Hodapp highlighted emotional soft spots for readers: children, elderly people, animals, death, rites of passage, lust/love, sacrificial acts of kindness, underdogs/one against man, honor, forgiveness and redemption, separation and reunion, and hope. She emphasized the importance of giving moments involving these emotional hot spots enough space in the story to really connect with the reader. Other moments should be shortened, so we can heighten the impact of these moments. She also pointed out the need to make turning points in the story emotional.
Above all, the emotions in the story need to make sense with what is going on, according to Hodapp. She said that the stimulus should go first then the response. If there is a small event, there ought to be a small reaction. If there is a major event, there ought to be a much more intense reaction. Your reader is likely to laugh if there is a mismatch, such as a killer covered in blood showing up resulting in an eye roll or a timid knock resulting in a shrill shriek. She pointed out that if humor is what you're going for, this could work. If not, make sure the response matches the stimulus.
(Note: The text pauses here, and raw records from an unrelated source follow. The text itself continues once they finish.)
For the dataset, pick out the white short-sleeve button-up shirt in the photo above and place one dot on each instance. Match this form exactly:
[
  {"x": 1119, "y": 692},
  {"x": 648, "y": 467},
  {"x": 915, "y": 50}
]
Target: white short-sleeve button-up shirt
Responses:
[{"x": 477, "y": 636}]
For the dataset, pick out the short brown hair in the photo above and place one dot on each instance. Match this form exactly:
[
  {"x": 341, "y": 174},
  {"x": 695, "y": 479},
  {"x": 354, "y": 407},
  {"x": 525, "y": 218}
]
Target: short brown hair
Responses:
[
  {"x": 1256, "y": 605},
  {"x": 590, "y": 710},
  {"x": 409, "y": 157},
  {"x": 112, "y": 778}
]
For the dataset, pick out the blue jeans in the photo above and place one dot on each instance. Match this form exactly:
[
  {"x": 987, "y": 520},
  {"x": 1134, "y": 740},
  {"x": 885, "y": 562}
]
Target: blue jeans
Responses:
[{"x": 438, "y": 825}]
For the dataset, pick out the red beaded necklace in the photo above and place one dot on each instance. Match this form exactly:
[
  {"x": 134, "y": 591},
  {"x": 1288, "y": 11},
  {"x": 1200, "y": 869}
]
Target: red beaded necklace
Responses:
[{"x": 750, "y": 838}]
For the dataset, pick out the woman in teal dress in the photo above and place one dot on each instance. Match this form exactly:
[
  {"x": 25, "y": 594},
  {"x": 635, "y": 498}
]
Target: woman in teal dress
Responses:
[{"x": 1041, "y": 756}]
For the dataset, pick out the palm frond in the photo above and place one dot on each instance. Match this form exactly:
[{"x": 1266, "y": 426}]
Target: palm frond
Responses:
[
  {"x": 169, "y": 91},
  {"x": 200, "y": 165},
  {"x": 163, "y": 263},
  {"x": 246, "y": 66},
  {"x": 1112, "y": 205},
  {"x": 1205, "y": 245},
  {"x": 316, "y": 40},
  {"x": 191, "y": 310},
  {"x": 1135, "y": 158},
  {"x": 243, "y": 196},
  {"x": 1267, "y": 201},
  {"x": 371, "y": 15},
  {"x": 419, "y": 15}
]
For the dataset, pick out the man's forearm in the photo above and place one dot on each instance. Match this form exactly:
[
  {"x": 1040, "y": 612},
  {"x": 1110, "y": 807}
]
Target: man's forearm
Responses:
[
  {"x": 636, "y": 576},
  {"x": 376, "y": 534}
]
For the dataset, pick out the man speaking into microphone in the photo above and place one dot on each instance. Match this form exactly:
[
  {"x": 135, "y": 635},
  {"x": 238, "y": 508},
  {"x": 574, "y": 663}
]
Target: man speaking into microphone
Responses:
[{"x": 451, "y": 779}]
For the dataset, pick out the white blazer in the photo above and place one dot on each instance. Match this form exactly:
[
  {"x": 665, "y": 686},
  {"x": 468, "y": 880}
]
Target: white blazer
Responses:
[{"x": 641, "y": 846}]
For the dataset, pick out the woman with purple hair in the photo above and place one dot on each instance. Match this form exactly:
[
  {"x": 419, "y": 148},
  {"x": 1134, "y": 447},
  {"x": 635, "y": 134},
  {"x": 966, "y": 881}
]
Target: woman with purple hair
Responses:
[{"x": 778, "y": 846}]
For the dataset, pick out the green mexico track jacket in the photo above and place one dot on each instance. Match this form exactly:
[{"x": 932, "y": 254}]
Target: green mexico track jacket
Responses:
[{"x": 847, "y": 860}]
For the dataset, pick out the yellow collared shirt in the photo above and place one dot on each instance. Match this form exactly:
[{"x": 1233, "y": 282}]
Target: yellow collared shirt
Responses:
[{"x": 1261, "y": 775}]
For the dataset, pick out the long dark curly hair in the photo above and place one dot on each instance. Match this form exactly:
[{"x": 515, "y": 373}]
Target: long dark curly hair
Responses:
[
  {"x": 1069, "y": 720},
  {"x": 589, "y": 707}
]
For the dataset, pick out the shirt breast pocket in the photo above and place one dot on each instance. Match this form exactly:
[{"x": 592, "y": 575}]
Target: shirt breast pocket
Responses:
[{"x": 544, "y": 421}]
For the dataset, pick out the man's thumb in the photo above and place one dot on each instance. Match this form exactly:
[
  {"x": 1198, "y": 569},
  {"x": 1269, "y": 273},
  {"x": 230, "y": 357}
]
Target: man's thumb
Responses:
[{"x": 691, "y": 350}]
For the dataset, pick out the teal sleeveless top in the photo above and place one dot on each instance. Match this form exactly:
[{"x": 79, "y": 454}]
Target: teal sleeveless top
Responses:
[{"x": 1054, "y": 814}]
These seem like basic concepts, but it's always good to review the basics. It is so important to get the emotional beats and responses right, or the reader will be jarred out of the narrative. Once you've lost your reader, you're not likely to get him/her back. If you want your reader to empathize with your main character, to care about your main character, they should really be able to get inside the characters head and heart understand what he/she is feeling.
I've watched movies and read books in which I just couldn't figure out why a character was acting a certain way. If I can't feel what the character feels and understand their emotional motivations, I'm not going to care about that character. If I don't care, nothing else matters.
Take a look at your story. Have you given enough time to what is emotionally most important? Have you glossed over the things that don't have much emotional weight? Are the turning points emotional? Do your character's reactions match the stimuli? If not, it's time to fix it.
Monday, October 9, 2017
Show and Tell Time
I've been writing about how to make your pieces more literary. For the next few weeks, I'll be pairing that theme with experts' suggestions that I heard at the League of Utah Writers conference this last weekend. This week's featured expert is McKelle George, author and editor of Flux Publishing.
Authors are always being told to show not tell, but George says that the trick is to find the right balance. Doing one or the other all the time gets boring. Show can get confusing if there's no tell to pin it down and explain. If it's all dramatized, the reader can get lost. If they have to infer everything without any confirmation they're right, they won't be sure what's going on. Tell can get boring because it's simply narration. Narration without action is summary and gets dull. She described telling as the skeleton and showing as the soft parts. One without the other is incomplete.
I once read a novel that showed EVERYTHING. The author described every moment in vivid detail. It dragged. I couldn't tell what was important. It was all highlighted and got dull. I've also read pieces where there is next to no description. I put them down as quickly as possible because they're intolerable.
George said good telling "marks a change, a physical jump in time or space or a subtle shift in mood that carries the reader from one emotional beat to another." Those parts confirm what the reader infers, "directing emotional takeaways." Meanwhile, show is useful in getting the reader to feel things, to have a "strong visceral reaction." She says, "A novel is a series of dramatic scenes joined together by narration, which covers the passage off time." If nothing is happening, the writer may be lovely, but the show isn't doing its job.
It's your job as a writer to carefully review your writing to make sure that balance of show and tell is there. If your story is dragging or confusing, work on paring back description, so you're narrating to avoid confusion. If your character is eyeball deep in major events, show them. Don't describe every detail of the ornate hallway on the way to the big combat, or your description of the combat will just blend in. Highlight what the reader should feel strongly about, not just what looks pretty.
At that same conference, I had the first chapter of an early chapter book I wrote reviewed by freelance editors. I found I'd told in all the places that I should have shown and was showing things that could just be summarized. It can be hard to strike that balance, so it helps to get outside eyes to look at your work to see if it works.
It's your turn. Go and read your piece out loud. Are there places it drags or is unnecessarily pretty? Are there places where your reader might get lost? Are there places where something interesting or important is happening that you haven't described? It's time to fix it.